Security forces shot 54 civilians dead while suppressing the resultant protests, according to the government, and the President who previously questioned the logic of killing by “stray bullets” without identified original targets, in our interview returned to explain what Uganda Law Society at the time called “extra-judicial killings” away as a result of mistakes by panicked security personnel.

“There were some mistakes where people were hit with stray bullets different from the rioters who were shot when they were attacking other people”, he said, “The stray bullets were by security [personnel] who were panicking, but all those are being trained and guided on what to do.”


He said nothing about accountability for the lost lives, a central demand of the Opposition, rights groups and some foreign governments, despite findings of police inquiries exclusively serialised by this newspaper establishing that only 13 of the officially acknowledged 54 civilians shot dead in the November riots had anything to do with the disturbances.


In December 2021, the UPDF First Division Court Martial sentenced L/Cpl Augustine Mugisha and another soldier at the rank of private to life imprisonment for killing a Local Defence Unit member, Hussein Ssegona, and mechanic Grace Walungama in Nansana Municipality, Wakiso District.


Since then, there have been no additional trials of suspected shooters, many allegedly drawn from the army’s elite group.
Asked about local and international concerns over democratic deficit in Uganda and rising rights abuses perpetrated by state security agencies and marked by abductions and disappearances of citizens, President Museveni said “there were arrests and all of the people who were arrested were accounted for”. 
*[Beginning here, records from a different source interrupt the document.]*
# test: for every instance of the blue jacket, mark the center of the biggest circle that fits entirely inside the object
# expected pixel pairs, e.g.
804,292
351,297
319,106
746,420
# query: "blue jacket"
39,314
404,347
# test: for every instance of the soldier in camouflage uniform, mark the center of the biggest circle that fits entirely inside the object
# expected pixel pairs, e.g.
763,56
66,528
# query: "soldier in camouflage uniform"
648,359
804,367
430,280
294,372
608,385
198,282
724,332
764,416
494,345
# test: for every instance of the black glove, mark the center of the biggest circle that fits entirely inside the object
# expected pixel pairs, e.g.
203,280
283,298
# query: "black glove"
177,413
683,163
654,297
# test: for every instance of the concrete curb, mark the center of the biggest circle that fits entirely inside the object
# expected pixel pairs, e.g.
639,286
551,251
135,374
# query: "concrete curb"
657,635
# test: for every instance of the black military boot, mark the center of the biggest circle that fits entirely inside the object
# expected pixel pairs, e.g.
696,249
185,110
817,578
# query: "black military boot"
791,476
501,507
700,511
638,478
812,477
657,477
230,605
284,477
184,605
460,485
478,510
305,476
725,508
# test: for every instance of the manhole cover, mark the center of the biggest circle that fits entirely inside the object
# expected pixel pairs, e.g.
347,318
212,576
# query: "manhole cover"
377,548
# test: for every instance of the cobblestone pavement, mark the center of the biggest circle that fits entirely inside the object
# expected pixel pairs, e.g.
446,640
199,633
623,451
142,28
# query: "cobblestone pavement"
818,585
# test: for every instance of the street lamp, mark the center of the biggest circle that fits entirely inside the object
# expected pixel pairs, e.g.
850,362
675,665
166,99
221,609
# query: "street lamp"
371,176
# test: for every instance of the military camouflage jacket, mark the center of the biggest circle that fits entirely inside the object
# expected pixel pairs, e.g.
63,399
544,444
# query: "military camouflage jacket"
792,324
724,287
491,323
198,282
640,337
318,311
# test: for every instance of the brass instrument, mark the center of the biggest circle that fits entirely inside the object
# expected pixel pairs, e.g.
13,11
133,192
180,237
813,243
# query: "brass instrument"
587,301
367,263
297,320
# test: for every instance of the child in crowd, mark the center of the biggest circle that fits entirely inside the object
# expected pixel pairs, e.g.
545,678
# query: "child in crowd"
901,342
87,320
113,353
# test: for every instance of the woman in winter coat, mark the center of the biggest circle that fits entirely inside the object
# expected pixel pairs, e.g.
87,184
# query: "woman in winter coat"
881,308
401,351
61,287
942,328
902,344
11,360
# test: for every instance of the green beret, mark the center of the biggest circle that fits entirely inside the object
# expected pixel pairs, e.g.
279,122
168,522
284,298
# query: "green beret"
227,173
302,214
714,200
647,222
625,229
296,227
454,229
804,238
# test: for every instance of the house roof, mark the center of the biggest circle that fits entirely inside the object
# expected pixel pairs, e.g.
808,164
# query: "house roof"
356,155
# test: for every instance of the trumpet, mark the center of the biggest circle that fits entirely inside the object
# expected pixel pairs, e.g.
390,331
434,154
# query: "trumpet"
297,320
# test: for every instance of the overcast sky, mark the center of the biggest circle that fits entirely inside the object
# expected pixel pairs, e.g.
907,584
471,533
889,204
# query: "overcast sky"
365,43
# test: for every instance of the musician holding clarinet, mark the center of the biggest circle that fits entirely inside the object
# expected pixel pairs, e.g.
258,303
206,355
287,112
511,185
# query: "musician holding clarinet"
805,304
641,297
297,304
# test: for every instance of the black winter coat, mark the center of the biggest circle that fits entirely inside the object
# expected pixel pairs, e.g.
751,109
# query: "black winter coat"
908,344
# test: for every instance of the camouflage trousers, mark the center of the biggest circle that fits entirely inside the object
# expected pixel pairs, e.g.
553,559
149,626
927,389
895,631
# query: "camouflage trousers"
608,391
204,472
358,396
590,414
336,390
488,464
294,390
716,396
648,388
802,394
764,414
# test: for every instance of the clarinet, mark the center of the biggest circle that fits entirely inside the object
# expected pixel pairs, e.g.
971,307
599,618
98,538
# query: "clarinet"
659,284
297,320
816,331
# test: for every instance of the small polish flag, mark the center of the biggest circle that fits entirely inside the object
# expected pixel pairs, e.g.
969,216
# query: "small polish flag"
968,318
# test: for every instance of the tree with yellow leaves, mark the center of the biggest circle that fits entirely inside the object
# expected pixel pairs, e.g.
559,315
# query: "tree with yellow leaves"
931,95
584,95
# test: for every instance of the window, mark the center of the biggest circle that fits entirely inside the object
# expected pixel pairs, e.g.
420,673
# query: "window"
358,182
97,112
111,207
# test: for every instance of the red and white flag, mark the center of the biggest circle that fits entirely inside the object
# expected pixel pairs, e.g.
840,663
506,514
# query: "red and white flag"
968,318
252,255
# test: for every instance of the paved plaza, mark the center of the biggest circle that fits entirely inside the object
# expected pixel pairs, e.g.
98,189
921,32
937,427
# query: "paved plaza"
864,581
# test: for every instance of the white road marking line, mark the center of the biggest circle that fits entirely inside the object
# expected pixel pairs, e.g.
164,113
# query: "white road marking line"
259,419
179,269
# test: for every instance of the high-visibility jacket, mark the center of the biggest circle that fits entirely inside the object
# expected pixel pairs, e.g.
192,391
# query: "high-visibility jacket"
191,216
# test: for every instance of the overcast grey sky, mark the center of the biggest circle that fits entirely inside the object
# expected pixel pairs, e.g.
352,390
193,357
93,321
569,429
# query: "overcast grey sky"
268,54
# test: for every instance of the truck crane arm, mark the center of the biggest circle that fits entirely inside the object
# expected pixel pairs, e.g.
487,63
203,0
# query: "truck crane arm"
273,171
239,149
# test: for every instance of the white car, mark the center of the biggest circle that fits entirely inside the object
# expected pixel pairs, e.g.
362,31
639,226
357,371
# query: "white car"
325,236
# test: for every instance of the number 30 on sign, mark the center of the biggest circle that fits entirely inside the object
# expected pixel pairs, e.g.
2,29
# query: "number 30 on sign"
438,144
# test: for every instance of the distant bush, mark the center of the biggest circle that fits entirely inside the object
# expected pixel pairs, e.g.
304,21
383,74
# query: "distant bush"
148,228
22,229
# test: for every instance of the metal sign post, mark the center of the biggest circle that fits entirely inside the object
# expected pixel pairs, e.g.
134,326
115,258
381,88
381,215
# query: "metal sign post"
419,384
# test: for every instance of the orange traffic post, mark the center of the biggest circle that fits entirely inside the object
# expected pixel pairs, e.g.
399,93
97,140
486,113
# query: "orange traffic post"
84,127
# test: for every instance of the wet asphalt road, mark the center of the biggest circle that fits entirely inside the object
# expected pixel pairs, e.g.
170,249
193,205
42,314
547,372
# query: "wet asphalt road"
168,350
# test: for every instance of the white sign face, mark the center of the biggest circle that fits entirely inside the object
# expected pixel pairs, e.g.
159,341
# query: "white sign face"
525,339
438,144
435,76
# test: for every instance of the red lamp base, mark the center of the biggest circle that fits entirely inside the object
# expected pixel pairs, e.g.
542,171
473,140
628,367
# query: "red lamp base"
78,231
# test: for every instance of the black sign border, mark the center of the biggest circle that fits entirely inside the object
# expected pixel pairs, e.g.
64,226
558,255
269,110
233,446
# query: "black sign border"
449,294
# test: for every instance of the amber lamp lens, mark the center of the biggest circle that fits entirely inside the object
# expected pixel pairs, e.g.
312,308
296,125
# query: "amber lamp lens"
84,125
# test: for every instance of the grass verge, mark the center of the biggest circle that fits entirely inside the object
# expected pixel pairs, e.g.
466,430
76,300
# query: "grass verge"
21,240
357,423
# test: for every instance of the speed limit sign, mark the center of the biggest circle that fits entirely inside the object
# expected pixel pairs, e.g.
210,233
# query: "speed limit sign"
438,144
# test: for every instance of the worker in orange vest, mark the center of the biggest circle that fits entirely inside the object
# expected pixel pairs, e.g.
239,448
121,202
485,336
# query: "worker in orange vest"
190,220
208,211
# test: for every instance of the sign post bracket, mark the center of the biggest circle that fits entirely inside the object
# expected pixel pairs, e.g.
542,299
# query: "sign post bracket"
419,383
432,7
“There were some mistakes [of] mishandling people while they were being arrested, but we corrected those mistakes. We showed the security forces what to do in writing. So, there is nothing that can go wrong and we don’t know and then we don’t correct,” he said.


The Uganda Human Rights Commission, the statutory rights body, is currently investigating claims by NUP that two dozen of its party members are missing after being forcibly taken away by security forces in drones/vans named so for its speed.


The President in the interview said he would like Ugandans to remember him and the ruling party for rescuing country from being a “failed state” when he is gone.